Zabieramy się za zrobienie ciasta naleśnikowego. Robimy to według własnego uznania, tak jak zwykliście przygotowywać naleśniki ;) Nasze ciasto dzielimy na cztery części rozlewając do osobnych miseczek (a właściwe na 5 części, w tym jedna porcja ma być mniejsza niż pozostałe, bo to będzie na kakao). I teraz tak:
1 cześć: kolor żółtawy - do ciasta dodajemy curry (hmm.. ok 1-2łyżeczki, w zależności od tego ile macie ciasta)
2 część: kolor zielony - do ciasta dodajemy sok ze szpinaku (mi się to nie udało, więc najnormalniej w świecie zmiksowałam - co zajęło troszeczkę czasu - ok. 2 łyżki mrożonego szpinaku wraz z ciastem)
3 część: kolor różowy - do ciasta dodajemy sok z buraków (ok. 2 łyżki)
4 i 5 część: naleśnik ze wzorkiem - do ciasta dodajemy trochę kakao/roztopionej czekolady. Aby zrobić szlaczki na naleśniku postępujemy tak: nalewamy na patelnię jasnego ciasta (nasza 4cz.) i od razu robimy szlaczki ciemnym ciastem (nasza 5cz.). Ja robiłam to po prostu łyżeczką. Fakt, że wyszło to trochę nieudolnie, ale robiłam to po raz pierwszy.

Wszystko ładnie smażymy :) Z czym jeść? Wedle, wedle, wedlee :) Ja przygotowałam kurczaka z sosem tzatziki oraz sałatkę.

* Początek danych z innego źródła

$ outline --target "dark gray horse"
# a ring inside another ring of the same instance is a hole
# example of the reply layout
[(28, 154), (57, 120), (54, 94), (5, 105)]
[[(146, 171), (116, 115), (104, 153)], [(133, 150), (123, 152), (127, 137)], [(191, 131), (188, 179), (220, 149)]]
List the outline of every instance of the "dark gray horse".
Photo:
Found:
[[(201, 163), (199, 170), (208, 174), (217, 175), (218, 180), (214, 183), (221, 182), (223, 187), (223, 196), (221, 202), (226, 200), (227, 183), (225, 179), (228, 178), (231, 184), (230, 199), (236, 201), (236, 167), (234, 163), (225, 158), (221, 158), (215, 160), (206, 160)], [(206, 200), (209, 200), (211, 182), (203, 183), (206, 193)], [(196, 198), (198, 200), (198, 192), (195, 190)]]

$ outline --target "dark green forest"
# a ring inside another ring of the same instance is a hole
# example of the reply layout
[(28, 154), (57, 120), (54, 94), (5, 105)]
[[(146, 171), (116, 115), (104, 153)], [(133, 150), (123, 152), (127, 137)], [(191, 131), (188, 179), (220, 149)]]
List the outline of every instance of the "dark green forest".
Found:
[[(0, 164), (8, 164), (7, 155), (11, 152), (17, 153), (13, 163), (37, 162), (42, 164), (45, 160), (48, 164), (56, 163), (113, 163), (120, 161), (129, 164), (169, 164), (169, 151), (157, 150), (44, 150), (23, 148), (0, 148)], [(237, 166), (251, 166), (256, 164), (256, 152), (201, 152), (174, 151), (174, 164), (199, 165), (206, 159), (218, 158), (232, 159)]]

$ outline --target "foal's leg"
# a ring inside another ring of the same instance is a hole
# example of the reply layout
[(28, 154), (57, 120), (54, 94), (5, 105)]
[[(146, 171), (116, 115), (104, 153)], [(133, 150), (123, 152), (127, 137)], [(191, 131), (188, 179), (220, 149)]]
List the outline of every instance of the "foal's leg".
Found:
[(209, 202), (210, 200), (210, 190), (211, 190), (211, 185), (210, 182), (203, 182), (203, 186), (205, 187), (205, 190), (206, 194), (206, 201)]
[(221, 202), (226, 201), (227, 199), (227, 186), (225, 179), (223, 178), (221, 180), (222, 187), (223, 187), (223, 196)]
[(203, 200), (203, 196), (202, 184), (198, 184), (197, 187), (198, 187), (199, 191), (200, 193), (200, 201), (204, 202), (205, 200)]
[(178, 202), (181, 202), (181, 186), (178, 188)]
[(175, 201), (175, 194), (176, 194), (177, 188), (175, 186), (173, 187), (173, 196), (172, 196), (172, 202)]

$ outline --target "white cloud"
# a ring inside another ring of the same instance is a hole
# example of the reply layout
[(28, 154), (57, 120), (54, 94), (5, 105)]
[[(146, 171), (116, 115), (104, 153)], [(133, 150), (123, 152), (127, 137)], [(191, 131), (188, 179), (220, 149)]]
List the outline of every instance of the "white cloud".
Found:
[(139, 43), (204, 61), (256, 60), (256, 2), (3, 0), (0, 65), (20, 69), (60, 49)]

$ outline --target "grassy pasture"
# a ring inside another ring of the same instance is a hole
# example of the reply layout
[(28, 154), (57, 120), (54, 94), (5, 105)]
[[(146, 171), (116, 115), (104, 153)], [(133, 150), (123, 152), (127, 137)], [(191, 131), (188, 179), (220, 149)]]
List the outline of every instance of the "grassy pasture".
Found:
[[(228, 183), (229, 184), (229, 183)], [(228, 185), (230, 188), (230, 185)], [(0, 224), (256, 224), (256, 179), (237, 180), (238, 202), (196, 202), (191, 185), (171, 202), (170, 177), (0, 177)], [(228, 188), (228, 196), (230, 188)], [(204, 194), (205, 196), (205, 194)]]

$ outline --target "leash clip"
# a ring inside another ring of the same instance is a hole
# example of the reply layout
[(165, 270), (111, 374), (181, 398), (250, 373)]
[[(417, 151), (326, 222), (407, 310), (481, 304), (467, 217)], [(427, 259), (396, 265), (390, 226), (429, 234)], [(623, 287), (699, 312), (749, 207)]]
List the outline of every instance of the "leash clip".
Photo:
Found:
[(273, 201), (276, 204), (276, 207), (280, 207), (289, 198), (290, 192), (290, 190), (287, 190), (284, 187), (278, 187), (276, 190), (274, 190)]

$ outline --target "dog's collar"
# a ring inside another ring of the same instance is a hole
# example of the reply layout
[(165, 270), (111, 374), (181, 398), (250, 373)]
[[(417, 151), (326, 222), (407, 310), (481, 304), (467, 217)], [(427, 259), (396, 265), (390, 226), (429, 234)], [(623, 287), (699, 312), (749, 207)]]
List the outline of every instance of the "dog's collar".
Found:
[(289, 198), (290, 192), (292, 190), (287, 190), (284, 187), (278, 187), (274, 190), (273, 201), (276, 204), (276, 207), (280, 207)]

Podam Wam jeszcze jeden przepis na pewne danie, które miało zaszczyt gościć na moim stole dzisiejszego wieczoru ;-) Jak by to nazwać?... pomidorowe bruschetty? Grzanki czosnkowe z pieczonymi pomidorami? Nazwijcie to jak chcecie ;-) Danie zrobiłam w ostatniej chwili, bo miałam wrażenie, że jednak czegoś mi brakuje. Tak, więc... 
Dwa pomidory dokładnie umyłam i osuszyłam. Pokroiłam je w tzw. ósemki, po czym przełożyłam na blachę wyłożoną papierem do pieczenia. Kapnęłam każdy kawałek jogurtem naturalnym z czosnkiem, po czym oprószyłam solą i pieprzem. Wstawiłam do piekarnika nagrzanego do 180 stopni i piekłam ok. 30min. 
Czas na grzanki. Dwie kajzerki pokroiłam na kromki. Każdą z nich posmarowałam masłem, do którego wcześniej dodałam przyprawę do grzanek, a następnie usadowiłam na nich po dwa plasterki czosnku. Tak przygotowane kromki wsadziłam do piekarnika na ok. 20min. 
Wydaje mi się, że siedziały tam - wraz z pomidorami - trochę dłużej, dlatego musicie zerkać, co jakiś czas ;) Skórka pomidora powinna się "zbiec", kromki zarumienić, a czosnek wyglądać na "spieczonego".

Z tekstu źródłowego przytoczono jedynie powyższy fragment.